Will, Lee, and Captain America were staring at us through the forcewall, watching the tunnel entrance draw nearer. I wasn’t close enough to see their expressions but I saw the jolt go through Captain America as he figured it out, and as the tunnel mouth swept over us he yelled a warning and turned to run. Lee followed; Will stayed a little too long and had only just started to sprint away as the fourth carriage passed into the tunnel, and through the shrinking window of the tunnel mouth I had one last glimpse of their backs before the forcewall hit the top of the tunnel and physics took over.

I didn’t get much of a view of what happened next. It was all very fast and my attention was focused on hanging on. Looking back on it with the benefit of hindsight and having read the accident reports, what I think happened was this.

The forcewall hit the brickwork at the top of the tunnel and, just as it had with the bullets, the forcewall tried to transfer the momentum of the impact down into the freight car. The forcewalls I use are powerful by one-shot standards but there’s a certain maximum amount of momentum they can transfer. This doesn’t matter in normal situations because there’s no way a normal human can break the wall’s limits. The momentum in the sixty-thousand-pound freight car fell well outside the wall’s limits. The wall resisted for a fraction of a second, then vanished as the energy stored in the discs ran out.

But in that fraction of a second the wall transferred enough momentum to put a major dent in the freight car’s velocity, and all of a sudden the fourth car was moving at a different speed from the rest of the train. The freight car wasn’t harmed, at least not directly—the discs spread the momentum through a large enough volume that the car got away with only minor buckling. The coupling between the third and fourth cars didn’t do so well. It had been designed to withstand gradual stress, not instant stress, and it snapped, separating the first three cars and the engine from the rest of the train and sending a massive jolt through the metal.
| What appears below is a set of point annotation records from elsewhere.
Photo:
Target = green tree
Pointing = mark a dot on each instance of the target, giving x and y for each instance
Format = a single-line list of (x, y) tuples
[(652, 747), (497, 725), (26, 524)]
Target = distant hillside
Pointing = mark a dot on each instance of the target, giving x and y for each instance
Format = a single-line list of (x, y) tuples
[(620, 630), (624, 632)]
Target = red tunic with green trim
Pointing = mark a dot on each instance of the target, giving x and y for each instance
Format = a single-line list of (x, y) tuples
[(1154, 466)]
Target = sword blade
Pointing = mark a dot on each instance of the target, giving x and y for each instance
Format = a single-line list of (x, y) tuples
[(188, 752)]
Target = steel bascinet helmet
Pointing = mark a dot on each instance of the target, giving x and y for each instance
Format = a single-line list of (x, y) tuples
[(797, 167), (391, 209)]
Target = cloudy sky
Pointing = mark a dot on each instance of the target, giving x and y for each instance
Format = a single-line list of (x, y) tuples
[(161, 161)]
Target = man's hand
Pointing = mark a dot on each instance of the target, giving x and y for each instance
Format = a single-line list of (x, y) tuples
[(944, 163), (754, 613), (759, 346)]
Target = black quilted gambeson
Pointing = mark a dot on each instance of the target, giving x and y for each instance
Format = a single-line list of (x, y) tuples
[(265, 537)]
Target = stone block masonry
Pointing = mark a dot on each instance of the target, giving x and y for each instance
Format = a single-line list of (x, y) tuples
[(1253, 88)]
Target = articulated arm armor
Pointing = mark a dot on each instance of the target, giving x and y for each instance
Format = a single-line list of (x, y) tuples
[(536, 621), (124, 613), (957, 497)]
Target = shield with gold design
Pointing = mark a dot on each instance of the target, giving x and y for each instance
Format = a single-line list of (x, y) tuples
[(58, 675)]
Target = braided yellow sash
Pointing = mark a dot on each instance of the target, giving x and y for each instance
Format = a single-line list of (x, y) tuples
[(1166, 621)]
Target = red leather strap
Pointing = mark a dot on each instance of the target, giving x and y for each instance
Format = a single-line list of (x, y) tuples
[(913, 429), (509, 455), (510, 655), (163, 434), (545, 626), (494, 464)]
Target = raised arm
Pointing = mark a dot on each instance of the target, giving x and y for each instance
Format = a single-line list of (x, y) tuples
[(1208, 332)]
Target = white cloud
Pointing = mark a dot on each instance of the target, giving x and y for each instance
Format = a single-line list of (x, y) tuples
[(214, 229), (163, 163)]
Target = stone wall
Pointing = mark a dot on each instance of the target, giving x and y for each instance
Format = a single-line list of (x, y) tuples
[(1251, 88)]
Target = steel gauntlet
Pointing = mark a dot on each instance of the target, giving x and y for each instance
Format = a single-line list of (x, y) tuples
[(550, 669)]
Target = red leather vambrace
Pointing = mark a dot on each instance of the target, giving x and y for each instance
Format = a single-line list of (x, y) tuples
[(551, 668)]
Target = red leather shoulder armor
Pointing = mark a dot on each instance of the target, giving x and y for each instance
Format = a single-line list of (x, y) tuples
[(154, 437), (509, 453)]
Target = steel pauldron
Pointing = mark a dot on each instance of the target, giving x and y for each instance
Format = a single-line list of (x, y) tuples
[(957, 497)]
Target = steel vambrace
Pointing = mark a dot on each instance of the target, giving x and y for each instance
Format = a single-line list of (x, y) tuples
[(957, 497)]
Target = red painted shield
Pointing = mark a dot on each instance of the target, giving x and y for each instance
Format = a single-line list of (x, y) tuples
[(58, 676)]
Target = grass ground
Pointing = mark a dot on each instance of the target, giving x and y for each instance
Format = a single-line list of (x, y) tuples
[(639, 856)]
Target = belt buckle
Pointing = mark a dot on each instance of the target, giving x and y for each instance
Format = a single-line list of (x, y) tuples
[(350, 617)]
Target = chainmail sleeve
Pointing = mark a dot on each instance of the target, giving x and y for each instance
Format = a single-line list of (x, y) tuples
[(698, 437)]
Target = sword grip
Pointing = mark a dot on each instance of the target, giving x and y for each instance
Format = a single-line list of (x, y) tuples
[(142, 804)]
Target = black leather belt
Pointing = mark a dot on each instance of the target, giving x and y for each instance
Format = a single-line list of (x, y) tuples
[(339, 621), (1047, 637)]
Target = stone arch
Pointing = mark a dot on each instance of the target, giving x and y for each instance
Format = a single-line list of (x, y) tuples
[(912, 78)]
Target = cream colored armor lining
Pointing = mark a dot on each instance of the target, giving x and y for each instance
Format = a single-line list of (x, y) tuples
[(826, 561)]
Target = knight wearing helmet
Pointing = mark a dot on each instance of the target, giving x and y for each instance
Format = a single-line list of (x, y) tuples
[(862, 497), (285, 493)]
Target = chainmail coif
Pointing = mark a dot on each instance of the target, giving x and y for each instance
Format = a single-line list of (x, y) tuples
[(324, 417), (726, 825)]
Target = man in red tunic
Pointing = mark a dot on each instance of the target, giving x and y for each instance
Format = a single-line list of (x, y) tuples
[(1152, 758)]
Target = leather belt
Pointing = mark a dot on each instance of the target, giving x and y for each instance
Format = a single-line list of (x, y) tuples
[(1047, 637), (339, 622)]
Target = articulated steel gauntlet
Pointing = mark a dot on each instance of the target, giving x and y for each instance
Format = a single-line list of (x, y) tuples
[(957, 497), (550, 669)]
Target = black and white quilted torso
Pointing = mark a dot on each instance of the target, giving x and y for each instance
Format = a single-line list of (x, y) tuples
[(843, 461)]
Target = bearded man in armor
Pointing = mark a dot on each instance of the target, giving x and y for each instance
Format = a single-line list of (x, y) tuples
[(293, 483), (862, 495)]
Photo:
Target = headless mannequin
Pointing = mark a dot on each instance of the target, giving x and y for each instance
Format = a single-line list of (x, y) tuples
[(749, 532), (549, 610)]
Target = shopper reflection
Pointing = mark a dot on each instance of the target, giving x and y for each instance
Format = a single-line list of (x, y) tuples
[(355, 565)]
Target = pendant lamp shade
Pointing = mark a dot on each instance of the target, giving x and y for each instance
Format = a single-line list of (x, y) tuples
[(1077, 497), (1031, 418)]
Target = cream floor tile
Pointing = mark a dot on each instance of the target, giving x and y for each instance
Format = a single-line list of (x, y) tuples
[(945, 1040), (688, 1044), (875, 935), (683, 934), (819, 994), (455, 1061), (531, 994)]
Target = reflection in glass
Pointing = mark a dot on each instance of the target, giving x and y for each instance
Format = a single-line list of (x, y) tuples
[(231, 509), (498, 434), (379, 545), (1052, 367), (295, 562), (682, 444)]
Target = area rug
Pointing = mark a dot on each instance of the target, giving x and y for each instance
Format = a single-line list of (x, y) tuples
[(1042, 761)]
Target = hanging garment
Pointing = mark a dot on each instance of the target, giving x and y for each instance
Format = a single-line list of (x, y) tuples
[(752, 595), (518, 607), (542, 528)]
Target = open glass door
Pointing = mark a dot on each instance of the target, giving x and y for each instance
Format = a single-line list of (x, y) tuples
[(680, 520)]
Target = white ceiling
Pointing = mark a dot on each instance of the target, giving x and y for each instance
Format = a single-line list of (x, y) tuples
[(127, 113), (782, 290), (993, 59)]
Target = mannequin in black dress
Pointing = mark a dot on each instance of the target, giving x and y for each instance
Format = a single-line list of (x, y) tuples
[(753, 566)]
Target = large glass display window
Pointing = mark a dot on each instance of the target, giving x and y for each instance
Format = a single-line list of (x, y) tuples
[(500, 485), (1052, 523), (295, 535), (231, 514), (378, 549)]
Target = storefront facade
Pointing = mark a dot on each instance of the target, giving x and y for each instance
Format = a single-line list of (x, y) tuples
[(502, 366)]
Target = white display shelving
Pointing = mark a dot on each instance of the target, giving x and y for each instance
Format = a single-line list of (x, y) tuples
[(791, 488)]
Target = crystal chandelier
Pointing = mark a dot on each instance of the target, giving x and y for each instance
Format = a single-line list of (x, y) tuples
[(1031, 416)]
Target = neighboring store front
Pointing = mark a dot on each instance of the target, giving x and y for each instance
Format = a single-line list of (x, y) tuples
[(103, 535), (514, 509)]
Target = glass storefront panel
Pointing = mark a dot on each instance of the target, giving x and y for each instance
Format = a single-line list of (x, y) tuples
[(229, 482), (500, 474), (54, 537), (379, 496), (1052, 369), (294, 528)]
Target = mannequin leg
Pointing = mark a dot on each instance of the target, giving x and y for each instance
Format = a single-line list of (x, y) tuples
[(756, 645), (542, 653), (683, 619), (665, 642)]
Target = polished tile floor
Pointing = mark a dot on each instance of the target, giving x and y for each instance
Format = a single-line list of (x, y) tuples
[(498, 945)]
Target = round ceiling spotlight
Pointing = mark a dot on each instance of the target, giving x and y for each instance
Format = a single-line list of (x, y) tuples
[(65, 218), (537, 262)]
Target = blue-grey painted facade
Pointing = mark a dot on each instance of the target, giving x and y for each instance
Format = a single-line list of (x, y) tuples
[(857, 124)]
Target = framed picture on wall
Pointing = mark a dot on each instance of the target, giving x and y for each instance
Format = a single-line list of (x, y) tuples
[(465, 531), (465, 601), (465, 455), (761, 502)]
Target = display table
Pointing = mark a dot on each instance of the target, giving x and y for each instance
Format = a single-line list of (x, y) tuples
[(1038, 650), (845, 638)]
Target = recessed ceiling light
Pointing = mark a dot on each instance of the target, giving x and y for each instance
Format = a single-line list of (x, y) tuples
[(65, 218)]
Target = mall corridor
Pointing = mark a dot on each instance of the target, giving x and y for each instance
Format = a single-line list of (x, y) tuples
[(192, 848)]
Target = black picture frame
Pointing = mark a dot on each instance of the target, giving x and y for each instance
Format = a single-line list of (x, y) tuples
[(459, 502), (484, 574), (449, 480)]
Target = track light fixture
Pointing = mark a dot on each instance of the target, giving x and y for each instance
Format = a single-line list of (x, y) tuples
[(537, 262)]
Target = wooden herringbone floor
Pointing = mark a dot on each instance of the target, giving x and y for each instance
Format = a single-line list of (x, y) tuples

The coupling between the fourth and fifth cars had a different problem: instead of being stretched, it was suddenly and violently compressed. The buffers absorbed some of the impact but the rest was transferred into the cars. Something had to give, and the back wheels of the fourth carriage went off the track, followed by the front wheels of the fifth carriage as the two freight cars jack-knifed into the side and mouth of the tunnel.